Bunch tapped the blueprints. “After we go over this. These people are paying us and paying us good, so first things first, partner. And remember: if we do the work right, people tell other people. And so far we’ve been doing good. Let’s keep it that way.”
“And it all started with McAllister. And Loomis.”
“It sure did.”
“Do you ever feel that we owe them anything?”
“Hell, yeah—they gave us our start. Why?”
“I don’t know. I get the feeling McAllister’s looking over my shoulder.” I told Bunch about the call from Loomis. “He has reason to ask, I guess—he’s concerned about Margaret. But the way Loomis put it made it seem as if we owed McAllister.”
“We owe him thanks, but that’s about it. You told him the right thing. Even if the McAllister job was our big break, the rest has been up to us. And right now we’ve got this one to worry about if we want to keep the string going.”

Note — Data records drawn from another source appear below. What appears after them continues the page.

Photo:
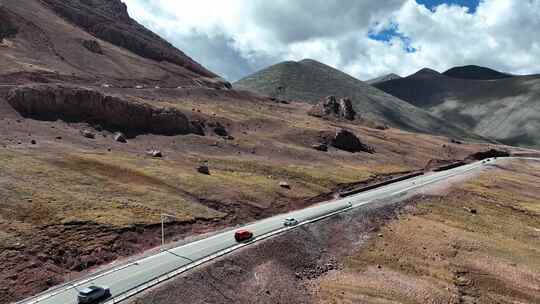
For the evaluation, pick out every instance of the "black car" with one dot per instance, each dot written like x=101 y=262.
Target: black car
x=93 y=294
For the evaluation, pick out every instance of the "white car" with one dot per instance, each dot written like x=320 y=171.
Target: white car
x=290 y=221
x=93 y=294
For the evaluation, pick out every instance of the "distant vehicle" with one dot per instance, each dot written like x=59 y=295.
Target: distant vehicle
x=93 y=294
x=243 y=235
x=290 y=221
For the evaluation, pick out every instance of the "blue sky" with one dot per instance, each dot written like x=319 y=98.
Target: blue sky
x=366 y=38
x=431 y=4
x=393 y=32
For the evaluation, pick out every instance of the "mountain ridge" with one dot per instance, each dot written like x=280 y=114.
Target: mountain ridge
x=505 y=109
x=311 y=81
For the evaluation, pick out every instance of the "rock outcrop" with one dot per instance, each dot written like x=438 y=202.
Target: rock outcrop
x=346 y=140
x=119 y=137
x=7 y=26
x=488 y=154
x=331 y=107
x=71 y=103
x=93 y=46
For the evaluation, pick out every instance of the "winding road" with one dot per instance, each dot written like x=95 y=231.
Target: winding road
x=128 y=280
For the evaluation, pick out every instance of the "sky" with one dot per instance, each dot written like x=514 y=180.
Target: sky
x=365 y=38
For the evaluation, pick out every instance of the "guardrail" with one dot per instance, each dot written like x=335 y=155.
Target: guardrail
x=339 y=208
x=136 y=290
x=381 y=184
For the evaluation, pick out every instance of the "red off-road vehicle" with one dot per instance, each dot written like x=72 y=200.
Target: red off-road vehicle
x=243 y=235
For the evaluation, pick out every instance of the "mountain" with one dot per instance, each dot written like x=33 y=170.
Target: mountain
x=311 y=81
x=475 y=72
x=99 y=43
x=383 y=78
x=503 y=108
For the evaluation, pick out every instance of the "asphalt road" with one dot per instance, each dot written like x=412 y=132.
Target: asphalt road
x=129 y=279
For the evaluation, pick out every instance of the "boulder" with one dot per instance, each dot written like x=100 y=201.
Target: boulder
x=488 y=154
x=154 y=153
x=79 y=104
x=203 y=169
x=284 y=185
x=220 y=130
x=88 y=134
x=7 y=24
x=93 y=46
x=120 y=137
x=320 y=147
x=347 y=141
x=330 y=107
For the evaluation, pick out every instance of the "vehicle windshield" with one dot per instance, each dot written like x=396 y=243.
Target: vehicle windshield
x=88 y=290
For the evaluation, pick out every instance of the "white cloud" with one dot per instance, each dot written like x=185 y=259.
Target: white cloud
x=237 y=37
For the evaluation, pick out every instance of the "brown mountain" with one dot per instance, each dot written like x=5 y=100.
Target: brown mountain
x=502 y=107
x=99 y=43
x=311 y=81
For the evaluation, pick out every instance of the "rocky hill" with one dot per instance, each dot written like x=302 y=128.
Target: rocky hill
x=104 y=127
x=311 y=81
x=99 y=44
x=504 y=108
x=475 y=72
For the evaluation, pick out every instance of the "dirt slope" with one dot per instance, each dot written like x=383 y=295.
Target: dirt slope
x=430 y=249
x=505 y=109
x=99 y=43
x=311 y=81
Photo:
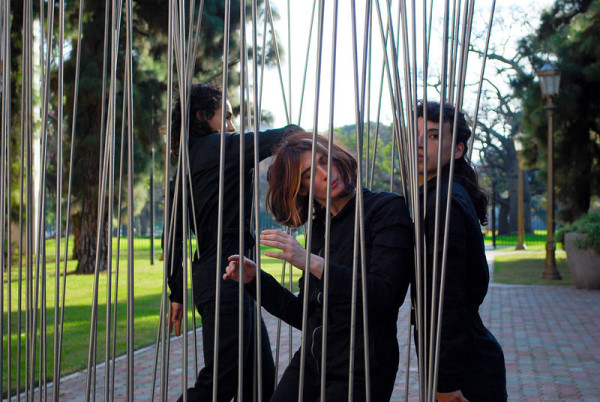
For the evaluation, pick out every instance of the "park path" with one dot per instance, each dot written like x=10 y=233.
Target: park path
x=550 y=336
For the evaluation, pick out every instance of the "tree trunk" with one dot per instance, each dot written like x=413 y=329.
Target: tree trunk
x=503 y=219
x=527 y=203
x=76 y=224
x=89 y=229
x=512 y=178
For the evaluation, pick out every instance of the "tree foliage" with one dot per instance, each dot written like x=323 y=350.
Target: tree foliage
x=570 y=33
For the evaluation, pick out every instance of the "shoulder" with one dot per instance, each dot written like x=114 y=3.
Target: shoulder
x=386 y=207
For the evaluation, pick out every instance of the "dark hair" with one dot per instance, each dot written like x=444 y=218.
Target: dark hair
x=464 y=171
x=205 y=99
x=285 y=178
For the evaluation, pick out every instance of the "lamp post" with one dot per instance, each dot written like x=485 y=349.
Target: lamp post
x=521 y=231
x=549 y=77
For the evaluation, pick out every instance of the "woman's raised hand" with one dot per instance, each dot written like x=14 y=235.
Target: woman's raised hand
x=291 y=250
x=232 y=270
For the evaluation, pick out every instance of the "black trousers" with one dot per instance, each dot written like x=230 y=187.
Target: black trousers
x=336 y=387
x=227 y=377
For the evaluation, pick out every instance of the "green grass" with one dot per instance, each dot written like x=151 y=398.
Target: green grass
x=148 y=281
x=538 y=237
x=525 y=267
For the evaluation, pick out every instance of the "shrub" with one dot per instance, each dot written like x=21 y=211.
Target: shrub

Bunch was right about priorities, anyway. I pushed everything back into that corner of my mind where the dog stirred uneasily, and forced my attention to the sets of blueprints and the various options and their advantages. When, after a quick lunch of sandwiches that left a few grease spots on the diagrams, we had finally agreed on the system of warning and detection devices to recommend to AeroLabs, Bunch rolled the blueprints into a bundle and grunted, “What time is it?”
He never wore a watch. Those with the leather bands were tight enough to cut circulation, and the stretch kind tended to spring into fragments when he flexed his forearm.
“A little after two.”
“Crap—we’re late. Come on.”
The old red-brick building that housed this corner of the university had once been the headquarters and maintenance buildings of the Tramway Corporation when Denver had street cars. But the office tower had become administration offices for the school and the car barn behind had been cut up and converted into cramped and windowless classrooms. A swarm of people, not all of them young but most wearing Levi’s and carrying books, stirred around the entrance to the office tower, and Bunch led me up a creaky elevator and through a warren of musty hallways into some adjoining new addition.
“Is this another gadget freak you’ve found?”
“Yeah, kinda. But, Dev, it’s a whole new world. Wait’ll you see what he’s got. I met the guy once when he was testifying for the DA on voice identification.”
“An expert witness? What’s this going to cost us?”
“Well if he had to testify, it would be expensive, yeah. But right now, it’s only a couple bottles of Scotch.” Bunch shook his head. “Talk about your heavy drinkers, these college teachers are pros.”
We turned into a pair of doors marked
PHONETIC SCIENCE LABORATORIES
. The room reminded me of every science lab I’d been in from high school through college. But instead of glass beakers and retorts and mazes of hoses and clamps, the long benches in the room held a bewildering variety of electronic equipment and enough dials and gauges to keep Bunch fascinated for a year. I understood the big man’s enthusiasm.
“Dev, this is Harry Goodman. Devlin Kirk.”